The morning the CFIA convoy arrived, 72-year-old Lois Wood, a neighbor of the farm, stepped onto her porch to feed her cat and found a masked man pouring gasoline around her home. When she screamed, she later told CTV News, the man doused her and punched her in the face. In a video captured on one of the farm’s livestreams, Wood can be heard screaming. The RCMP said a suspect associated with the protest camp had been identified and arrested.
Pasitney later said on a livestream that Wood had been “working with” the CFIA from the beginning — that she’d been the anonymous neighbor who reported the dead ostriches, which Wood denied.
A few days later, a fire broke out near the CFIA’s hay walls. Campers claimed it had been the work of “antifa” or government plants trying to make them look bad. The cause of the fire, which RCMP calls “suspicious,” is still under investigation.
At a line of police tape that separated the farm’s owners from the ostriches, now in effect property of the Canadian government, a dozen supporters recorded police officers.
“You’re going to be culled!” one man shouted.
“You’ll have to tell your children, why, Daddy, why did you kill the ostriches?” one woman taunted. “Will you tell them you were ‘just following orders?’”

‘Make this a revolution’
Just as tensions at the farm reached their peak in October, Pasitney announced to her congregated supporters that there had been another miracle: Canada’s Supreme Court had granted them one final reprieve. While it decided on whether it would take the case, the court ordered the CFIA to pause the cull, but while retaining custody of the farm, and the animals.
The time spent waiting gave farmers and their supporters more room to spin new rumors.
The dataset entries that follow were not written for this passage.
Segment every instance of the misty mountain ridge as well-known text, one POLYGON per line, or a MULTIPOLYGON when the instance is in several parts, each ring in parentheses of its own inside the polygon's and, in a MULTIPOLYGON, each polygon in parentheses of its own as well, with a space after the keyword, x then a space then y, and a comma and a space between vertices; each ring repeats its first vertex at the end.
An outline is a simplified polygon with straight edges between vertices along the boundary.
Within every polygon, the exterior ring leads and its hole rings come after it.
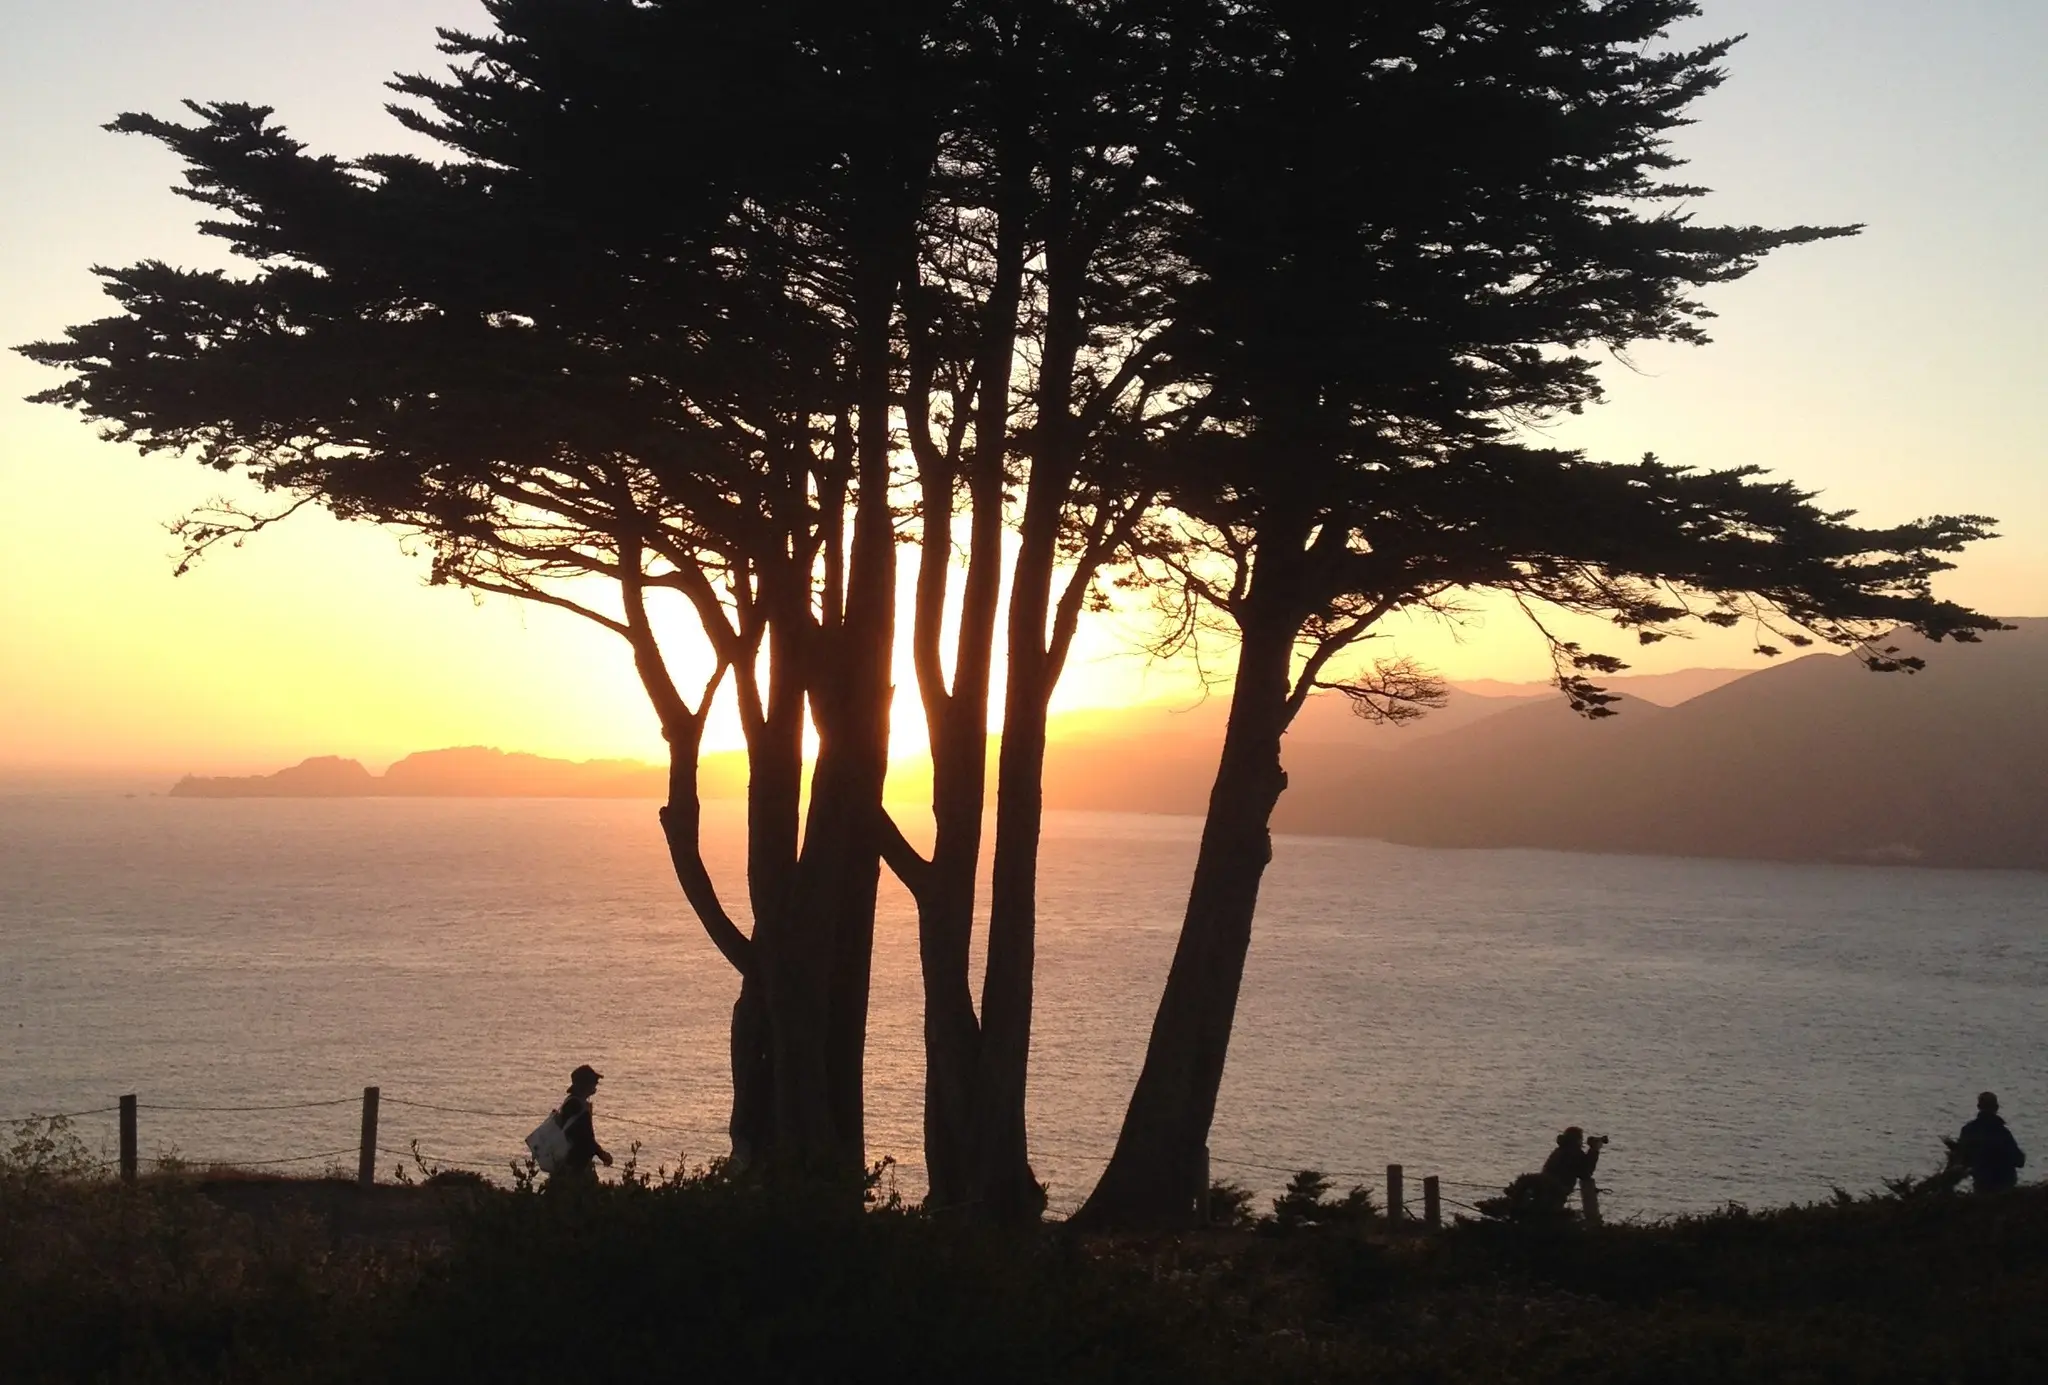
MULTIPOLYGON (((1731 675, 1734 673, 1731 671, 1731 675)), ((1437 734, 1492 716, 1535 696, 1556 696, 1554 690, 1543 684, 1498 686, 1510 691, 1482 696, 1453 687, 1444 708, 1420 723, 1399 728, 1376 727, 1353 714, 1349 699, 1334 693, 1319 694, 1302 709, 1290 733, 1290 742, 1371 748, 1390 731, 1395 736, 1407 737, 1437 734)), ((1151 811, 1199 812, 1199 798, 1192 800, 1195 806, 1188 806, 1191 800, 1178 786, 1186 781, 1198 794, 1207 793, 1207 778, 1215 772, 1216 751, 1222 744, 1223 724, 1229 714, 1230 700, 1218 697, 1193 703, 1091 709, 1053 717, 1048 728, 1049 749, 1059 763, 1059 773, 1055 775, 1049 766, 1048 781, 1057 778, 1066 785, 1066 801, 1053 806, 1090 806, 1092 791, 1072 771, 1085 766, 1099 773, 1100 756, 1109 750, 1127 767, 1157 762, 1155 770, 1176 786, 1173 792, 1160 797, 1161 802, 1170 806, 1151 811), (1071 754, 1063 756, 1063 751, 1071 754)), ((998 737, 989 738, 991 791, 999 744, 998 737)), ((707 753, 700 763, 699 781, 706 798, 744 797, 745 753, 707 753)), ((892 799, 915 798, 928 791, 930 783, 928 756, 906 756, 890 768, 892 799)), ((395 761, 381 775, 372 774, 359 760, 316 755, 273 774, 188 774, 170 792, 176 798, 661 798, 668 793, 668 771, 643 760, 563 760, 492 746, 454 746, 416 751, 395 761)))
MULTIPOLYGON (((2048 869, 2048 620, 1872 673, 1811 654, 1676 707, 1503 712, 1348 773, 1274 825, 1436 847, 2048 869)), ((1290 771, 1295 767, 1290 765, 1290 771)))
MULTIPOLYGON (((1417 722, 1379 726, 1309 700, 1288 733, 1277 830, 1415 846, 2048 869, 2048 619, 1978 645, 1893 640, 1917 674, 1809 654, 1759 670, 1602 680, 1620 715, 1589 721, 1544 684, 1455 684, 1417 722)), ((1049 808, 1199 814, 1229 700, 1053 718, 1049 808)), ((993 792, 995 738, 990 738, 993 792)), ((707 798, 743 796, 746 757, 705 756, 707 798)), ((889 796, 928 796, 930 762, 889 796)), ((373 775, 354 760, 181 780, 223 797, 659 798, 662 767, 485 747, 425 751, 373 775)))
MULTIPOLYGON (((745 793, 745 756, 704 758, 707 794, 745 793), (734 761, 737 783, 727 784, 734 761)), ((660 798, 667 792, 667 770, 641 760, 556 760, 480 745, 418 751, 381 775, 359 760, 317 755, 275 774, 188 774, 171 787, 174 798, 660 798)))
Stories spread that the CFIA was starving the birds, killing them in secret, and hiding the hens and laundering the eggs to a Big Pharma operation. More arrests followed, too. One popular fixture was arrested, released and banned from the farm for climbing over the fence and pushing feed to an ostrich — “their last meal,” the activist called it. Another, known for his sweaters emblazoned with “Hugs,” was reportedly arrested after following a CFIA vehicle. An elderly protester was found dead on the property early one morning. Police said the death wasn’t suspicious; the farmers said it showed the distress the CFIA had wrought.
On the morning of Nov. 6, they got their final answer. The Supreme Court declined to hear the case.
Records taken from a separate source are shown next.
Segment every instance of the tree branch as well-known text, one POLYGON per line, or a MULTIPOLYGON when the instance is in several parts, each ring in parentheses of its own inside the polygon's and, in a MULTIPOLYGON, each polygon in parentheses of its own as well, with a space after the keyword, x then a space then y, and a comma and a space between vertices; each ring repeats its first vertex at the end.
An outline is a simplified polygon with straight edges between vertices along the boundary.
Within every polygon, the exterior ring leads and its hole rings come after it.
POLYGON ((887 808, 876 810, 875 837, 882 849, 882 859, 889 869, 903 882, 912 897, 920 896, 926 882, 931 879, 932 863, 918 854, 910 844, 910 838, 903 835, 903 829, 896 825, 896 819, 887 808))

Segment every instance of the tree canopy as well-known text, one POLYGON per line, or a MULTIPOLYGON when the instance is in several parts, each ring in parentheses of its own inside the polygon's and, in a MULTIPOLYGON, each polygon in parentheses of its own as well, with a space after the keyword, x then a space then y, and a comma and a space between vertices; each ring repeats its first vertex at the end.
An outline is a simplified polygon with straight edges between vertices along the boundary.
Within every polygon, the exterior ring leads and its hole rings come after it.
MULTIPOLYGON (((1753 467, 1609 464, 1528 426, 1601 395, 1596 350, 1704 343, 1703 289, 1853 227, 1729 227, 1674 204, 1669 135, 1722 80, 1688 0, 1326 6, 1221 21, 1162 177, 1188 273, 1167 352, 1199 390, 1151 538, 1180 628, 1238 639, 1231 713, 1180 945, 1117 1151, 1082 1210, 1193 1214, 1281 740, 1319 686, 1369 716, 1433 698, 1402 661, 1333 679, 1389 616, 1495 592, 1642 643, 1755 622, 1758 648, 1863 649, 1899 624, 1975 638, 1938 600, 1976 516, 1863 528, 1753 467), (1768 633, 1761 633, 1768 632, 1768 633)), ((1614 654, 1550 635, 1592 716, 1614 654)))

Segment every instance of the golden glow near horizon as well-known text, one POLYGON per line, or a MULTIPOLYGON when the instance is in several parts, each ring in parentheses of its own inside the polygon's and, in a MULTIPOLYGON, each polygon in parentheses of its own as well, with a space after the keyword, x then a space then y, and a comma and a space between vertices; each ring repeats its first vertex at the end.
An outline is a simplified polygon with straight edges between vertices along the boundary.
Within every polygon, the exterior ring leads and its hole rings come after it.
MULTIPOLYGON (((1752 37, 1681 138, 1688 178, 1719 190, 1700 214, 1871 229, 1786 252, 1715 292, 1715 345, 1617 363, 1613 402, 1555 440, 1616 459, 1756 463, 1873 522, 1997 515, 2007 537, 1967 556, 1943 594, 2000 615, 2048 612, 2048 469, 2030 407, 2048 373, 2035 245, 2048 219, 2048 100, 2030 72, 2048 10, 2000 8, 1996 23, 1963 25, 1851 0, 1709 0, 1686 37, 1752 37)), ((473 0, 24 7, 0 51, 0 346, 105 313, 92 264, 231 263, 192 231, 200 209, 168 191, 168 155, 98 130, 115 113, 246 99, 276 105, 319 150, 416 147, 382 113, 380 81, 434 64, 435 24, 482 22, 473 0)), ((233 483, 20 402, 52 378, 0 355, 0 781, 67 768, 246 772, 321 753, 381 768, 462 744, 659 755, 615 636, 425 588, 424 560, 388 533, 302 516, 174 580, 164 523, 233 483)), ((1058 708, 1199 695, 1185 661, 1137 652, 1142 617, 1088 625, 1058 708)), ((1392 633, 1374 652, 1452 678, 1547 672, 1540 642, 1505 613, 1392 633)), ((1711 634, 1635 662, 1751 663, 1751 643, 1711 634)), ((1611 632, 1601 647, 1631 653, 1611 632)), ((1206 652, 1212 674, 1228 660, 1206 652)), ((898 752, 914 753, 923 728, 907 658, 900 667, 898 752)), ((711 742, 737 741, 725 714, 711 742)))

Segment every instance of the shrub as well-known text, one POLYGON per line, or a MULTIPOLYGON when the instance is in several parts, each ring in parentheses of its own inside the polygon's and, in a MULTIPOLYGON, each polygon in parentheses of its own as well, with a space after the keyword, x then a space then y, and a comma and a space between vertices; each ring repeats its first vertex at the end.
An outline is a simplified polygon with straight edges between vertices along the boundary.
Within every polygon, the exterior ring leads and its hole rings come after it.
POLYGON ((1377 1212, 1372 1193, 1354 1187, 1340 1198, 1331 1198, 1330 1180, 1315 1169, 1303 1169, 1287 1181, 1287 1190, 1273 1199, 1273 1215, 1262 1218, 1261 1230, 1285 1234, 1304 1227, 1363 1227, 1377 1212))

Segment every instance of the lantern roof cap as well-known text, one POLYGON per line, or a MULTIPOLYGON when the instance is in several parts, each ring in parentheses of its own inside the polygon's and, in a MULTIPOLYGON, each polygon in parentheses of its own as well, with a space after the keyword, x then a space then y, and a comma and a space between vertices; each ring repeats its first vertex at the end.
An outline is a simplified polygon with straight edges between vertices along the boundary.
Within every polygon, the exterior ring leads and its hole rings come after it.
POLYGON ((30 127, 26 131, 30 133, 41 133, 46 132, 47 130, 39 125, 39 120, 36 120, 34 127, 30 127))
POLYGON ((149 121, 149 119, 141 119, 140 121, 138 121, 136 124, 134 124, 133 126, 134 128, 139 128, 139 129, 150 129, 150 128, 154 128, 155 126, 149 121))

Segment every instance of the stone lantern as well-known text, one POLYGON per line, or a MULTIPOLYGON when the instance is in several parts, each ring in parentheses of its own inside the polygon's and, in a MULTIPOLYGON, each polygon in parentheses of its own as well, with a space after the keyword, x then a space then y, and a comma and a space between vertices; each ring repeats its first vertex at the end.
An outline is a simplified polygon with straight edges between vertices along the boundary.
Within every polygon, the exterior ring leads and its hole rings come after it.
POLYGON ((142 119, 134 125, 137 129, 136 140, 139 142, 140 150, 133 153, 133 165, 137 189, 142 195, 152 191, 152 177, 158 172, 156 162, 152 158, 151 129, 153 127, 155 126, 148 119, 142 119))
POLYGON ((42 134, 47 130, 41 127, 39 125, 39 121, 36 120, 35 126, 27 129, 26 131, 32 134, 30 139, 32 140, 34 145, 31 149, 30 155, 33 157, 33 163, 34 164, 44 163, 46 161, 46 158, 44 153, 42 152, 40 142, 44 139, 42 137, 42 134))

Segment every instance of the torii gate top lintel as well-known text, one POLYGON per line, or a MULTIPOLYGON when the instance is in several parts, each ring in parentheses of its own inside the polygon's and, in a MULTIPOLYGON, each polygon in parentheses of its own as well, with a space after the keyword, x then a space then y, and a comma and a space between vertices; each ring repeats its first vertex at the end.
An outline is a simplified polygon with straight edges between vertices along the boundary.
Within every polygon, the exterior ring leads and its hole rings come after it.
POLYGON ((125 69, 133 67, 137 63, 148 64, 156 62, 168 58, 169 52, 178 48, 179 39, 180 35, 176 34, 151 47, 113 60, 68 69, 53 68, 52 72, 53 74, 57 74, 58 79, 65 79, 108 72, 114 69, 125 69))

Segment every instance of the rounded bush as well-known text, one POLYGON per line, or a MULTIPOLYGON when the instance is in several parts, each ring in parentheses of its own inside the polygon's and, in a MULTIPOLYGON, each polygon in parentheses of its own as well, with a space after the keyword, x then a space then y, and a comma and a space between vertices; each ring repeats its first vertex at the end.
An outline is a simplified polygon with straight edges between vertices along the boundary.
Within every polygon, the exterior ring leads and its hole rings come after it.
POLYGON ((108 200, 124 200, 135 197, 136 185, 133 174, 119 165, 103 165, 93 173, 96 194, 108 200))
“Shame on you, Canadian government. Shame on you,” Pasitney cried to the assembled media. “I ask for the world to rise up, Canada to rise up, our farmers to rise up, and make this a revolution.”
Instead, a few dozen weeping campers joined hands in the rain, forming a circle to pray: that the police might change their hearts, that God might bestow upon the birds the gift of flight or, failing that, that their ultimate sacrifice, like Jesus’, might be the spark that dismantled the government agency responsible for their murders. The hymn “Amazing Grace” played from a loudspeaker as supporters pressed their faces to the blue police fence for one last look at the ostriches that had consumed the last year of their lives.
As it got dark around 6 p.m., bright floodlights aimed outward from the enclosure blocked any view from the road. Single shots rang out every few seconds for several hours. By morning the birds were dead.